またこのビデオを子供と一緒に見たいな、と思いながらも、そんな日はもう来ないだろうな、とも思います。これは、処分すべきものなのでしょう。しかし、捨てる手が、一瞬ですが躊躇しました。
娘が4歳の時に、まんが「タッチ」の映画版を見に難波の映画館へ連れて行きました。前の方に座って、明治の「きのこの山」を食べながら観ました。
その映画のビデオも、捨てる手が一瞬止まりました。
物を整理するというのは、過去を捨て去ることに通じるように思えます。しかし、そんなことを考えていたら、整理などできません。ここは心を冷たくして、過去を回想しないようにして捨てざるを得ません。
カードの山が出てきました。
梅棹忠夫の『知的生産の技術』の影響を受けて、あらゆる情報をB6カードにメモしていた頃のことです。

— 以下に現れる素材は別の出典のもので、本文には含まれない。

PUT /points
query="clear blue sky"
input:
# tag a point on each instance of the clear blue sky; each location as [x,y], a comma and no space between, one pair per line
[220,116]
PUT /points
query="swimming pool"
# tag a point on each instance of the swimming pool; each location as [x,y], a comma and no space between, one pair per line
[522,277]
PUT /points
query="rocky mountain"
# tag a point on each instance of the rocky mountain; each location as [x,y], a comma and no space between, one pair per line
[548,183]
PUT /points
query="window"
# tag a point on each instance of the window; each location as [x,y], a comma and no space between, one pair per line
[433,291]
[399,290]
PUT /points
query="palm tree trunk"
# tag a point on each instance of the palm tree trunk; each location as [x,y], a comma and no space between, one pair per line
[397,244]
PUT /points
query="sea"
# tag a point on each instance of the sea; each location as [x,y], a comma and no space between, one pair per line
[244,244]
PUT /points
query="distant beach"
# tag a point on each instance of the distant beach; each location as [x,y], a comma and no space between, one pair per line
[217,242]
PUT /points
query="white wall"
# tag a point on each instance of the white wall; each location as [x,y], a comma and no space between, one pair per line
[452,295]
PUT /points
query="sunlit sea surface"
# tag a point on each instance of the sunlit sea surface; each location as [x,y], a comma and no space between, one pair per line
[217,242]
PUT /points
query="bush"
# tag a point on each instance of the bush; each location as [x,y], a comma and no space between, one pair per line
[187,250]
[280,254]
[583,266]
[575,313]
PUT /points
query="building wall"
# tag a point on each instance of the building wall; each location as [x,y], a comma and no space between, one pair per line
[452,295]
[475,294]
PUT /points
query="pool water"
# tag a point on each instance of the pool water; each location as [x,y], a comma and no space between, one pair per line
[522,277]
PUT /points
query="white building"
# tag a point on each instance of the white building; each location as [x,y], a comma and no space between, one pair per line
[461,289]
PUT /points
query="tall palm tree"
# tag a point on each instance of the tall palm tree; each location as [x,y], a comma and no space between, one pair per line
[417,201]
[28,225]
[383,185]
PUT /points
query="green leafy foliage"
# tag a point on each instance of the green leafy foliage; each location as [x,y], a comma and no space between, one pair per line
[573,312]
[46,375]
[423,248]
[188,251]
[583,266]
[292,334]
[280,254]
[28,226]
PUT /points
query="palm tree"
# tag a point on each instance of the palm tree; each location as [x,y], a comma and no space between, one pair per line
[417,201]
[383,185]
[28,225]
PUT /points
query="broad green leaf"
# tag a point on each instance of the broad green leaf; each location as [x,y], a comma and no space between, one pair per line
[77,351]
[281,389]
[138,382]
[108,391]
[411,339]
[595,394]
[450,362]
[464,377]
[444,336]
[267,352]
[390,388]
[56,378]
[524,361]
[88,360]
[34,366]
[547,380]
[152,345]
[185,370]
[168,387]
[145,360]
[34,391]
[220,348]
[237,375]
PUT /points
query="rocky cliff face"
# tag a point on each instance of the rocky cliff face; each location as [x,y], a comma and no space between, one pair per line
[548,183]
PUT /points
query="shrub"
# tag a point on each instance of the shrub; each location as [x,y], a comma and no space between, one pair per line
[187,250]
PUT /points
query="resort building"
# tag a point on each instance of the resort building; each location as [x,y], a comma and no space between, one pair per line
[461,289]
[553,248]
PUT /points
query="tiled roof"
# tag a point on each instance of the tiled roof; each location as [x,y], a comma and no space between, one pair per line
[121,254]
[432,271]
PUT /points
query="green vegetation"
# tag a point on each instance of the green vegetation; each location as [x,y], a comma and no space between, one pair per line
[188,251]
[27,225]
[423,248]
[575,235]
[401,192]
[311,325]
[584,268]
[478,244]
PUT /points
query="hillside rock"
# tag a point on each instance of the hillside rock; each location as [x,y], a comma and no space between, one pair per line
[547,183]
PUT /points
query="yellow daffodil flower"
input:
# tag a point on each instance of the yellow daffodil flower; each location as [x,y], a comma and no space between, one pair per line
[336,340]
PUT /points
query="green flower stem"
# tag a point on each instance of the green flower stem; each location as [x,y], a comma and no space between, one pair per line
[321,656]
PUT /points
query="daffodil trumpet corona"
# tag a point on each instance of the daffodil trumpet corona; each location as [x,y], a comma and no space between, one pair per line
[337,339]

私家版のB6カードを設計して大量に作り、それに電動式ひらがなタイプライター(シルバー・リード)で印字していた頃のカードが出てきたのです。
このカードには、「シェクスピアと平安後期文芸」というタイトルが書かれています。
これこそ、昨夏、「JISカナ・キーボードの存続が危うい」(2011年7月24日)で、次のように書いたカードそのものです。
私は、コンピュータを導入する前は、シルバー精機の電動ひらがなタイプライタを使っていました。京大型カードを使っていたので、そのB6カードの大きさの特製私家版を作り、そのカードをタイプライタに差し込んでメモなどを印字していました。

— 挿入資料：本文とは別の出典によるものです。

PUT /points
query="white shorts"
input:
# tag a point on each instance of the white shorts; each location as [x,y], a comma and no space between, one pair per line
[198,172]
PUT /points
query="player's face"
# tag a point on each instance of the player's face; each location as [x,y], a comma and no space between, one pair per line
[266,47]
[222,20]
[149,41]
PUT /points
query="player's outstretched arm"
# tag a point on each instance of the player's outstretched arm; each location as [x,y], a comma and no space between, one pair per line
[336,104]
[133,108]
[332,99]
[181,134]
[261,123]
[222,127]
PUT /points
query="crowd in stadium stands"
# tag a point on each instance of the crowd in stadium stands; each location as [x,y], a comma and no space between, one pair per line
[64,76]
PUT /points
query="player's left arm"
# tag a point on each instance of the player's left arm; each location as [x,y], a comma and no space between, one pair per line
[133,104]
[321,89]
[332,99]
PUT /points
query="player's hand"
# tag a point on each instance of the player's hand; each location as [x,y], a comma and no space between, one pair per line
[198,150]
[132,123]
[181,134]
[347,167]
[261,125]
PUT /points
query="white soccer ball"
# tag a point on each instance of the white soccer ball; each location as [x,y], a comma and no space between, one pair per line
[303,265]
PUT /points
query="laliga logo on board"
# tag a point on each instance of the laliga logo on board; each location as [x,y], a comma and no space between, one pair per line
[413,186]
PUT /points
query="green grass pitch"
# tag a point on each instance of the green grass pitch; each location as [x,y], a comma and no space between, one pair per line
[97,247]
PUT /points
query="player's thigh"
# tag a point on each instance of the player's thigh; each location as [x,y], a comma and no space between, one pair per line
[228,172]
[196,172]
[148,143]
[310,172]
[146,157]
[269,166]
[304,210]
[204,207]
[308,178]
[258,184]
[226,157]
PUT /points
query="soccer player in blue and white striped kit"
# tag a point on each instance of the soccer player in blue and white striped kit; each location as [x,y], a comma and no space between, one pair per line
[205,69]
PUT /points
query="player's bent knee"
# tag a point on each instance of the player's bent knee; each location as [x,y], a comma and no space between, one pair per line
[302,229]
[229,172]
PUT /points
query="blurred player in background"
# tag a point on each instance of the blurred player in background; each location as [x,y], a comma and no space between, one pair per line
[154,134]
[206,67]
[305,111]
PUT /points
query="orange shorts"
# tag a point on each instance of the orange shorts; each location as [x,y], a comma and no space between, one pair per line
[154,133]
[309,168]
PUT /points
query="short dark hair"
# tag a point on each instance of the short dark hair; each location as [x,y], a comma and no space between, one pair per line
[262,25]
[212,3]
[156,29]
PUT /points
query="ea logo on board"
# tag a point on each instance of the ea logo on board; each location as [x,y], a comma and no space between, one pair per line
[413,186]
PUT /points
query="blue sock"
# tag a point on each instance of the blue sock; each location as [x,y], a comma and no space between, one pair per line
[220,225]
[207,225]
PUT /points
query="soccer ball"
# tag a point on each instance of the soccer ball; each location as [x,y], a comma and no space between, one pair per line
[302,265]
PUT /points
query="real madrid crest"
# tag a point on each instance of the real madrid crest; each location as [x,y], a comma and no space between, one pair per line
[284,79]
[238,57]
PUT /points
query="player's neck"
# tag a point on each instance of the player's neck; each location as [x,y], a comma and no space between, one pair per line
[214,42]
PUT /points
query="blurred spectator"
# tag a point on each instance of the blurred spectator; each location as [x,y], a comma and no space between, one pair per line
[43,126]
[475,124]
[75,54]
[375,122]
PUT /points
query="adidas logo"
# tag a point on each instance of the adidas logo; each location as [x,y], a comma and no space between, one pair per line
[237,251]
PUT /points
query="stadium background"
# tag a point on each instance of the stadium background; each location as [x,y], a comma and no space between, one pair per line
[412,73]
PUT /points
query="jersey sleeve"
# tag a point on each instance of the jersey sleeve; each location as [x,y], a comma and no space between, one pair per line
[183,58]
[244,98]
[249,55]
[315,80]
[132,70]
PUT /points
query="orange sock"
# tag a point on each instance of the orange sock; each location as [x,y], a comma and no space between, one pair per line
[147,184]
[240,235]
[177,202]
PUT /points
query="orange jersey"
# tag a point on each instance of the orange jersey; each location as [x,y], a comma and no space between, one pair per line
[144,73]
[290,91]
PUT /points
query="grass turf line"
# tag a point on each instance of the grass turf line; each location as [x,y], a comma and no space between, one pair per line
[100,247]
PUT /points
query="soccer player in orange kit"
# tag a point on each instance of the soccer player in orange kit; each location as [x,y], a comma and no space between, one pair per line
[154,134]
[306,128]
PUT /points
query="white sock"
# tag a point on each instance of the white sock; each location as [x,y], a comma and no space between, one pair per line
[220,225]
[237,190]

写真を見ればわかる通り、黒と赤のインクリボンを使い分けています。
末尾の「(A−101、P20)」というのは、別の図書整理ノートの図書ナンバーを見ると、『有明けの別れ』(大槻修、創英社、1979・3・10)という本からの抜粋であることがわかります。
現在、私はこうした抜き書き資料は、Macintosh と iPhone に入れてある「エバーノート」というアプリケーションで保存・管理しています。情報を電子化し、素早くファイリングしていつでも検索できるようにしています。
30年以上前のカード式情報整理に比べて、今はスピードアップが計られています。しかし、その効率はかつてのカード式より向上したかと思い返してみると、明確に向上したとは言えない面が多々あるのです。特に、カードをめくりながらさまざまな思いの中を彷徨っていたあの楽しさを、今は忘れているように思います。いかに的確に必要な情報に早く行き着くかに精力を払う日々になったように思うのです。
考える力が衰えたのは、年のせいだけではなくて、考える道具のせいもあるように思えるのです。
大量のカードが出てきました。カードを繰っていると、連想ゲームをしているようでおもしろいのです。しばらく忘れていた感覚です。
デジタルだけではないアナログの楽しさに、身の回りの整理をする中で行き当たりました。
身辺整理を続けながら、老化の始まりかな、との思いが過ぎります。しかし、しばらくはこのテーマを考えてみる価値があるように思うようになりました。